Top 7 investment mistakes we make

It is advisable as not to take unnecessary risks and haphazard decisions when it comes to making investment plans

Investment Yogi Hyderabad
Last Updated : Jul 25 2013 | 2:25 PM IST
Investors and Holidaymakers, can you find any link?? I know I will have a unanimous ‘nay' as my answer. But, halt, they are a number of things that can make you wonder why investors should think like holidaymakers.
 
We are actually the same individual. We normally think about where we wish to reach, and at what time. Which is the mode of transport to use, and where will we stay? Of course, what's the total budget planned for the holiday? Is it not the same set of question you ponder over while making your investment plans?
 
1) Lack of a planned financial goal:
If we do not know where we wish to reach, we'll never know when we have. There are speed breakers on our journey, traffic lights and "dashing" pedestrians. We may be a bit delayed in reaching, with higher fuel consumption. Similarly in the field of investment investments there will hindrance like market fluctuations may not deliver the desired returns but we should never lose sight of the final destination. The only solution to this problem is having a planned and an intelligent financial goal.
 
2) Taking more risk than necessary:
It is imprudent to budget three hours to complete a 300 km road journey on Indian roads, where the maximum speed limit is 80 km/ hour. There is a possibility that you may reach faster: conversely, you may not reach at all. Similarly with your investment plans, market stability is a rarely heard word these days, under such circumstances it is always advisable as not to take unnecessary risks and haphazard decisions when it comes to making investment plans.
 
3) Targeting maximum returns on all investments at all times:
How often have you changed lanes to the "faster-moving" one in city driving only to realize that our original "investment" was better!
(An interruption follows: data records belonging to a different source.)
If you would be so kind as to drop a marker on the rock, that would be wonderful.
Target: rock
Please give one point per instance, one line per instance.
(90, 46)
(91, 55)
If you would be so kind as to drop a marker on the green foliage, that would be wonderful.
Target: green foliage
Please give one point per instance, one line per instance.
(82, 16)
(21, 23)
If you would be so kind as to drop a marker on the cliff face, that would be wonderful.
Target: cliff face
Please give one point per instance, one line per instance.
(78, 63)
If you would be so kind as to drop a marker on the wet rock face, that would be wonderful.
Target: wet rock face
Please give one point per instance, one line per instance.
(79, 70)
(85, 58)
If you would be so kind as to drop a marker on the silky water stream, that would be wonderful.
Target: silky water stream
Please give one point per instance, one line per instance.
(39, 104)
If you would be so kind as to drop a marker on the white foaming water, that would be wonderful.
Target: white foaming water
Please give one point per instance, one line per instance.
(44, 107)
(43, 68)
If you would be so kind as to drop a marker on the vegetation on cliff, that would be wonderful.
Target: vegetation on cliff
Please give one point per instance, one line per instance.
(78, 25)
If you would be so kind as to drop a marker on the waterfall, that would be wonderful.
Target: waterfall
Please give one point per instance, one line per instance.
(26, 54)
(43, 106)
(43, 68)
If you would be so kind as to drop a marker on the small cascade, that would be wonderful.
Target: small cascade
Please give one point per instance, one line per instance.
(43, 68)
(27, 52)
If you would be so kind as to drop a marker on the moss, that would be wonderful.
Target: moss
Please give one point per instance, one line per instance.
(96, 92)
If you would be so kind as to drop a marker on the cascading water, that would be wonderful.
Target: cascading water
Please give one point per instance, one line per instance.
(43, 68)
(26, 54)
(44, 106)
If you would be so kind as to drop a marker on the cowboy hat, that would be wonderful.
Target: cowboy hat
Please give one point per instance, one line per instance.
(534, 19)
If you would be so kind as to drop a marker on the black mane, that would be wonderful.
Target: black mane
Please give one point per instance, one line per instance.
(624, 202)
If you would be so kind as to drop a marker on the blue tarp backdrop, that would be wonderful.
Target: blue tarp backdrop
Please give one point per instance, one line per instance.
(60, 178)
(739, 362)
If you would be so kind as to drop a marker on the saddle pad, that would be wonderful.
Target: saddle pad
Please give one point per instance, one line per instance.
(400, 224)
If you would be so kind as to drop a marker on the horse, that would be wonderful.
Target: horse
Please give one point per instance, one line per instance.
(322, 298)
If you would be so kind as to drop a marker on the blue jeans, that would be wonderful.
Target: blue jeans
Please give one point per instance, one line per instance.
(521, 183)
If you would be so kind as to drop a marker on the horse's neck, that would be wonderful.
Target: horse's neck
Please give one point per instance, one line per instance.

It will be unwise to bet the savings that we need for a committed payment in the next three months in the equity market, irrespective of the euphoria prevailing. Equities are only meant for the long-term.
 
4) Aiming for maximum security:
We proceed albeit at a slower pace when the road is dotted with potholes; but we do not abandon driving altogether. For financial goals that are some distance away (three years or plus), we need to benchmark investments suitably, rather than comparing them on a weekly basis. Keep in mind your returns post-tax and net of inflation.
 
5) Relying on tips  and neighbours:
When one of my colleagues boasted of his conquests in trading, I was at first envious of him. Then I wanted to emulate him. As I grew wiser, I realized that he would only publicize his successes, and never his failures. Don't we get tips of what to buy and when, but never when to sell? And that's how dud stocks adorn our demat statements.
 
6) Do it yourself mania:    
Ever wondered where India would have been if the world did not seek outsourcing? Handing over what you can't do best to an expert is an accepted norm. But with the recent media explosion, we do feel that we have the ammunition to manage finances on our own.

My mantra is that three conditions need to co-exist before your become the master self finance planner
 
•    detailed understanding of finance,
•    (full) time at our disposal,
•    And ability to remove our emotions from our investment decisions .Once your possess them only then can we do without a qualified financial advisor.
 
7) Each one of us believes he is unique:
When we check if our lists of mistakes match in with that of our acquaintances then and there we commit the seventh mistake. So don't wait for the perfect time to discard this baggage and start afresh.